Ahh, @SebastianCallh, I got it. In your example, the issue is that there is no ODE that can be the solution. Remember that for ODE solutions, their flow lines can never overlap in phase space. Since you have a 1-dimensional solution, if at a given point the derivative is positive, then it cannot be negative. Remember, this neural ODE is defined as u' = f(u)
, so not all possible functions will exist. So at u=1.35
, the derivative is either positive or negative, and this enforces monotonicity so that time series is not able to be fit.
This suggests the correct strategies though. One thing you can do is use u'=f(u,t)
, but this has the downside of being time dependent and thus won’t predict well. The right way to do this is to use Augmented Neural ODEs. See the tutorial in the documentation for information on how to use it:
https://diffeqflux.sciml.ai/dev/examples/augmented_neural_ode/
Here I show how I would use augmented neural ODEs on your example:
using DiffEqFlux, OrdinaryDiffEq, Flux, Optim, Plots
function node_model(t)
dudt2 = FastChain(FastDense(2, 100, swish),
FastDense(100, 2))
node = AugmentedNDELayer(NeuralODE(dudt2, (minimum(t), maximum(t)),
Tsit5(), saveat = t,
abstol = 1e-12, reltol = 1e-12), 1)
end
function plot_pred(t, u, û)
plt = scatter(reshape(t,:), reshape(u,:),
label = "Data")
scatter!(plt, reshape(t,:), reshape(û,:),
label = "Prediction")
end
function train(node, t, u, p = nothing; maxiters, optimizer, kwargs...)
u0 = u[1:1]
predict(p) = Array(node(u0, p))
loss(p) = begin
û = predict(p)[1,:]
l = sum(abs2,vec(û)-vec(u))
return l, û
end
losses = []
cb(p, l, û) = begin
@show l
push!(losses, l)
false
end
p = p == nothing ? node.p : p
res = DiffEqFlux.sciml_train(loss, p, optimizer;
maxiters = maxiters,
cb = cb,
kwargs...)
p_pred = plot_pred(t, u, predict(res.minimizer)[1,:])
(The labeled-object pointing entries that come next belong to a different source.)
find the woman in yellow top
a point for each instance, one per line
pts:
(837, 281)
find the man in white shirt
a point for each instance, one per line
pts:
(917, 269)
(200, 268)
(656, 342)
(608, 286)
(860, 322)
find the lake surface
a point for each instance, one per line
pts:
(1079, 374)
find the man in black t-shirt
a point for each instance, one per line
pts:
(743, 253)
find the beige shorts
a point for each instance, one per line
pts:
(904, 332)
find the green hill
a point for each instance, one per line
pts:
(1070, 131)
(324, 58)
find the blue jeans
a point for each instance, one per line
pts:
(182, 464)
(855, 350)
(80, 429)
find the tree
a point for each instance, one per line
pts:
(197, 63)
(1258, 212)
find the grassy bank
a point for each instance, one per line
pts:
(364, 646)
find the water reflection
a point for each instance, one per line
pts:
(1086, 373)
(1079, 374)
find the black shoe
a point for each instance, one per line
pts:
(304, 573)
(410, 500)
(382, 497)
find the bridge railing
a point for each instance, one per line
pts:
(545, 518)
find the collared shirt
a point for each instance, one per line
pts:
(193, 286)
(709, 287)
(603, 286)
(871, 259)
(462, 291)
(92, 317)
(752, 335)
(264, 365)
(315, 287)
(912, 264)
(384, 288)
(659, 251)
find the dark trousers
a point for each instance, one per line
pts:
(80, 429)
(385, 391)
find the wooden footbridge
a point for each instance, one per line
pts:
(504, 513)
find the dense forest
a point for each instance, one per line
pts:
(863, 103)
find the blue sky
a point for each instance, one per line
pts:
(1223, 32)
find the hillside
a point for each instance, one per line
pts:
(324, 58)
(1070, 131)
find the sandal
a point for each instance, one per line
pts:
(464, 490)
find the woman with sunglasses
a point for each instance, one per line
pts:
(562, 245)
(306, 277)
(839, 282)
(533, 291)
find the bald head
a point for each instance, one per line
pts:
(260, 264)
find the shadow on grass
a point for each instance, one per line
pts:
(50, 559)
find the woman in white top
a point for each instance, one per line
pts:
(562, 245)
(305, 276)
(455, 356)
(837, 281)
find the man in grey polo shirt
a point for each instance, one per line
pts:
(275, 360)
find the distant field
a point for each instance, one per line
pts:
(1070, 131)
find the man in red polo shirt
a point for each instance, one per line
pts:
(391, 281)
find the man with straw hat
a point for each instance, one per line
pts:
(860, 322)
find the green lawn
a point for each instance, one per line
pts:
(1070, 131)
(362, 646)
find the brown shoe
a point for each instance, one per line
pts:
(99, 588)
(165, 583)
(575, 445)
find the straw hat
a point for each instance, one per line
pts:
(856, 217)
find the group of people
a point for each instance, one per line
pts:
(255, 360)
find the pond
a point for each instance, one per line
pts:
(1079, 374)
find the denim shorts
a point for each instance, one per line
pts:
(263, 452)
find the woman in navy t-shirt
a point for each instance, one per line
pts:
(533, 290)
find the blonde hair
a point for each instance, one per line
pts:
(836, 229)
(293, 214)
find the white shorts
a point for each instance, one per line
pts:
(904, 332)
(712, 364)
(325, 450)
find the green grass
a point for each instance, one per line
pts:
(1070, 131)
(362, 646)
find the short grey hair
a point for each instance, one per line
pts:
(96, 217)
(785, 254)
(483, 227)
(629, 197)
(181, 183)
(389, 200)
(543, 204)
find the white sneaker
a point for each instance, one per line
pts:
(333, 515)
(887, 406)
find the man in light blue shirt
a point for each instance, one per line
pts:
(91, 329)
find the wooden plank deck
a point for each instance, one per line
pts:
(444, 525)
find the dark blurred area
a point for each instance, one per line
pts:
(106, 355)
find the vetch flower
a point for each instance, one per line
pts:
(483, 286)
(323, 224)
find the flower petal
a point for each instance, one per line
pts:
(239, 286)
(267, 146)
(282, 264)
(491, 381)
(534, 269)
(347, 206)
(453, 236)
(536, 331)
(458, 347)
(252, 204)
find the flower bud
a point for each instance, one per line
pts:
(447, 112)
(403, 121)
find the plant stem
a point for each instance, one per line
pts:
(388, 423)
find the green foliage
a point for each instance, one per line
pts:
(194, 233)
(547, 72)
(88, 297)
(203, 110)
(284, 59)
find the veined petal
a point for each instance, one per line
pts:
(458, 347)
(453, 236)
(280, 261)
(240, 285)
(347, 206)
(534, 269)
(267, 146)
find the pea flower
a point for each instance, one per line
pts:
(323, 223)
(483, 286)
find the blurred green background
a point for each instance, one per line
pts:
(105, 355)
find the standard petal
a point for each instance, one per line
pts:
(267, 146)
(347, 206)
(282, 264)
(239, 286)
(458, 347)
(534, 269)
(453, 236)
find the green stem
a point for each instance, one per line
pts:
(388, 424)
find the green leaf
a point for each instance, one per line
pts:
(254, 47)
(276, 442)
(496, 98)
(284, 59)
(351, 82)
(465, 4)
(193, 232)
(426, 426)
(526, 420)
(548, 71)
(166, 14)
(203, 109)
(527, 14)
plot!(p_pred, legend = (.11, .9))
p_loss = plot(losses, label="Loss")
display(plot(p_pred, p_loss, layout=(2, 1)))
return res.minimizer
end
# the ten first observations after normalization
t = [
0.0
0.0047485508630894695
0.009340678874206868
0.018675771218000677
0.02341873555066439
0.028161699883315395
0.03750237875753497
0.042094506768665066
0.04683747110131607
0.051580435433979784
]
u = [
-1.388342887543077
-1.3271350629309493
-1.3250365089442477
-1.3827467435785388
-1.4152743303724125
-1.4754328779911903
-1.4712357700177872
-1.4243680643147854
-1.3925399955164801
-1.3607119267181729
]
# train on the k first observations
k = 3
node = node_model(t[1:k])
p = train(node, t[1:k], u[1:k],
maxiters = 10, optimizer = ADAM(.1));
p2 = train(node, t[1:k], u[1:k], p,
maxiters = 1000, optimizer = BFGS(initial_stepnorm = 0.01));
k = 4
node = node_model(t[1:k])
p3 = train(node, t[1:k], u[1:k], p2,
maxiters = 1000, optimizer = BFGS(initial_stepnorm = 0.01));
with a resulting loss:
l = 2.6409047003451676e-8
l = 2.2702601565538227e-9
l = 1.3131485517490487e-9
l = 6.922936097395577e-12
l = 1.1102737720276462e-13
l = 4.0216421072999674e-17
that is essentially zero.
Hope this makes a lot more sense now!